Sintió varias vueltas del cordón por sus hombros para atarlo, luego empezaron los golpes.

Se tambaleó cegado, sin poder defenderse mientras le llovían los golpes de los tres muchachos con los gruesos mimbres que llevaban. Tropezó contra el muro y cayó, incapaz de detener la caída con los brazos inmovilizados a ambos costados. Los golpes continuaron, caían sobre su cabeza desprotegida, los brazos y las piernas, mientras los tres chicos continuaban con su letanía de odio sin sentido.

—Llama ahora al soplón para que te salve, nene.

—Esto es por ponernos a todos en ridículo.

—Aprende a respetar tu Escuela de Combate, nene.

Siguieron y siguieron mientras él se retorcía en el suelo, intentando en vano escapar de los golpes. Era la peor paliza que jamás le habían dado y continuaron hasta que de forma gradual, gracias a Dios, se quedó quieto, semiconsciente. Cada uno le golpeó unas pocas veces más, después Alda le quitó el saco. Horace tomó una gran bocanada temblorosa de aire fresco. Le dolía ferozmente cada parte de su cuerpo. Desde una distancia lejana oyó la voz de Bryn:

—Ahora vamos a darle la misma lección al soplón —los otros se rieron y los oyó alejarse.

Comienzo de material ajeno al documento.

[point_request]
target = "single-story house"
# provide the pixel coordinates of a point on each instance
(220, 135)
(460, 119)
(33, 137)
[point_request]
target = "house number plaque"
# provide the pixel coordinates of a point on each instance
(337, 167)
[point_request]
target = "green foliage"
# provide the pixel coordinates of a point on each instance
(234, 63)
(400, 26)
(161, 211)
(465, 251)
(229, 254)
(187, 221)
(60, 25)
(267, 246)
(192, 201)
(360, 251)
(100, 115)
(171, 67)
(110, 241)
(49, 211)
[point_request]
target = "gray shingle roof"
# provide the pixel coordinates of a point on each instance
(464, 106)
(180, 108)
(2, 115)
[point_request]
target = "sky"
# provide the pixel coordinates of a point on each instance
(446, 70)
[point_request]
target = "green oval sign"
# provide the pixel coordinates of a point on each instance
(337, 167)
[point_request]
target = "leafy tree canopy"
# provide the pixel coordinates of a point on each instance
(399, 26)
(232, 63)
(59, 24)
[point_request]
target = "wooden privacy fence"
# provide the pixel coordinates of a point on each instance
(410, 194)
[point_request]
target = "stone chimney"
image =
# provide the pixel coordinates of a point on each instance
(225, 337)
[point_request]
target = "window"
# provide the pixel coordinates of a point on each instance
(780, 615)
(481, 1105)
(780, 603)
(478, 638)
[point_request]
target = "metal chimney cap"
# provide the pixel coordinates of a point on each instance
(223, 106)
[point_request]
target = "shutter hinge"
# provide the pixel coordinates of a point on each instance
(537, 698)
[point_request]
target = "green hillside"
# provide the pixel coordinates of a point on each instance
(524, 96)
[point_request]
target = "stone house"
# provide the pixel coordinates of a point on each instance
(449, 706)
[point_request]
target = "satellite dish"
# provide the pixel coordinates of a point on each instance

Gruñó ligeramente con el deseo de que la inconsciencia le liberase, quería dejarse hundir en sus brazos abiertos y oscuros para que así desapareciese el dolor, al menos por un momento.

Entonces le golpeó toda la trascendencia de las palabras de Bryn. Le iban a aplicar el mismo tratamiento a Will, por la ridícula razón de que su acto al salvar a Horace los había empequeñecido de algún modo a ellos y a la Escuela de Combate. Con un esfuerzo titánico, rechazó el acogedor refugio de la oscuridad y consiguió ponerse en pie, gimiendo de dolor, el pecho oprimido, la cabeza dando vueltas según se apoyó en el muro. Recordó la promesa que le hizo a Will: «Si alguna vez necesitas un amigo, puedes venir a verme».

Era el momento de hacer valer la promesa.